Health officials have said in recent days that the citywide rise in COVID-19 cases has not had a marked impact on settings serving children. But more recent data is not available yet, and there’s still no one-stop source for state, city, and Chicago Public Schools numbers, which are tracked separately. 

The city’s health department does not have precise numbers on how many children have attended day cares since they reopened last summer or private and some charter schools that have reopened this fall, or how many adults have been employed at them. About 19,000 students alone attend Catholic schools in the city, with about 2,700 teachers and staff.  

Chicago Mayor Lori Lightfoot and the city’s top health official, Dr. Allison Arwady, have frequently referenced school-based data in their comments around reopening schools. But that data has been hard to find, a point of concern among parents and educators. The city’s COVID dashboard breaks down cases by age group but does not signal which cases are connected to schools versus community spread.

The numbers through mid-October seem to echo national data that suggests that with masking, social distancing, and other measures, schools and other settings that serve children can minimize COVID-19 transmission between students, said Dr. Larry Kociolek, a physician at Lurie Children’s Hospital of Chicago and assistant professor of pediatrics at Northwestern University. 

“However, with rising rates in the community, we need to remain vigilant to ensure this safety record continues,” he said.

Parents and experts have called for more publicly available, real-time data about school- and child care-based cases and outbreaks. They have argued such information would help inform crucial decisions about when and how to reopen school buildings — and help families decide whether they are comfortable sending their children back. 

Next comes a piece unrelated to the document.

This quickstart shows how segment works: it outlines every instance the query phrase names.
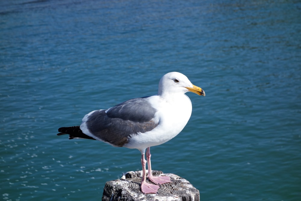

Chicago case data is also missing from a new state dashboard launched Friday that tracks outbreaks and contact tracing data across Illinois. 

According to that dashboard, there have been 10 school-based COVID-19 outbreaks statewide in the past 30 days, which includes those associated with before- and after-school programs, such as sports. There have been 647 schools with potential coronavirus exposure statewide, including about 230 in Chicago, meaning somebody with confirmed or probable COVID-19 visited those campuses. 

A challenge in interpreting data on school-based cases is that it is often unclear whether students and adults contracted the virus in those settings — or in the broader community.

Chicago Public Schools is tentatively planning to bring back pre-kindergarteners and some special education students at some point during the school year’s second quarter, which started Monday. Parents in those programs had to respond to a survey about whether they planned to send their children back to school buildings late last month.

The district recently started reporting its own data on COVID-cases and is not included in the statewide dashboard. By its own count, the district has seen 318 cases among employees or other adults and eight cases among students since March, with a marked uptick in cases since the start of this school year, when it began requiring more employees to report to work. Chicago school buildings have been closed since March, but a handful of campuses have been serving as child care sites.